Il Trattato di architettura
La terza opera pervenutaci autografa è il Trattato di architettura, che Francesco ha realizzato in due diverse stesure successive. La prima, che ci è nota attraverso i codici Saluzziano 148, della Biblioteca Reale di Torino, e Ashburnham 361, della Biblioteca Medicea Laurenziana di Firenze, segna gli esordi di Francesco come autore; a differenza dai suoi manoscritti precedenti, qui egli accompagna i disegni con dettagliate descrizioni verbali. Nonostante vi si rilevi un notevole sforzo per la riqualificazione culturale della professione, questa stesura è ancora caratterizzata dal forte interesse per le macchine e mostra il condizionamento della tecnologia di Taccola. I soli apporti originali – che non trovano riferimenti nemmeno nelle sue opere anteriori – riguardano le armi da fuoco e la tecnologia per il trasporto e la depurazione delle acque. L’Ashburnham 361 è un manoscritto gemello di quello torinese, molto probabilmente uscito dallo stesso scriptorium. La sua notorietà è dovuta ad alcune note autografe di Leonardo da Vinci che per lungo tempo hanno indotto gli storici ad attribuirgliela.
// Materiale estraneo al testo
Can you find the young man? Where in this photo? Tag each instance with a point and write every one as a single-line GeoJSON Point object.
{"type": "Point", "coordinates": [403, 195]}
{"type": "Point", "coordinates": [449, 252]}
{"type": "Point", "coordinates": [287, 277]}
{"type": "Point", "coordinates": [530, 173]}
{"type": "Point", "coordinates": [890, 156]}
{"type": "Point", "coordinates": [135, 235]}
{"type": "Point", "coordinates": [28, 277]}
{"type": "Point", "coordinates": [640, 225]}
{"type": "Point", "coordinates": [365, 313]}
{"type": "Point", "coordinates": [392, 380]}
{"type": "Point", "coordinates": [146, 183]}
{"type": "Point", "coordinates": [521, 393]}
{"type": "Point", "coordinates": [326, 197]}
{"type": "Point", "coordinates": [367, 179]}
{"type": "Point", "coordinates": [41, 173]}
Di diversa e più moderna concezione è la seconda stesura del Trattato di architettura, che presenta una differente e più razionale organizzazione del materiale. Anche di questo manoscritto possediamo due copie, una conservata alla Biblioteca Comunale di Siena e una alla Biblioteca Nazionale Centrale di Firenze; quest’ultima, l’unica autografa, contiene anche la traduzione di Vitruvio fatta da Francesco. Nella seconda stesura del trattato spariscono quasi del tutto le macchine da assedio, che restano soltanto come riferimento storico, per lasciare spazio alle artiglierie, delle quali Francesco ci offre uno dei primi tentativi di classificazione e standardizzazione dei calibri. Si registra inoltre una considerevole contrazione iconografica, conseguenza del tentativo di organizzazione delle macchine per tipi, che porta Francesco a individuare, ad esempio, sei categorie di mulini sulla base della fonte di energia impiegata: ruota idraulica alimentata dall’alto, ruota orizzontale a ritrecine, mulino a vento ad asse orizzontale, mulino a frucatoio con volano a sfere di metallo, mulini azionati a energia animale, mulino azionato da una ruota calcatoria. Una delle parti più innovative del trattato è quella dedicata alle fortezze: queste, per far fronte al potere distruttivo delle armi da fuoco, sono costruite più basse e con il profilo perimetrale spezzato e integrato con spazi atti a ospitare le artiglierie.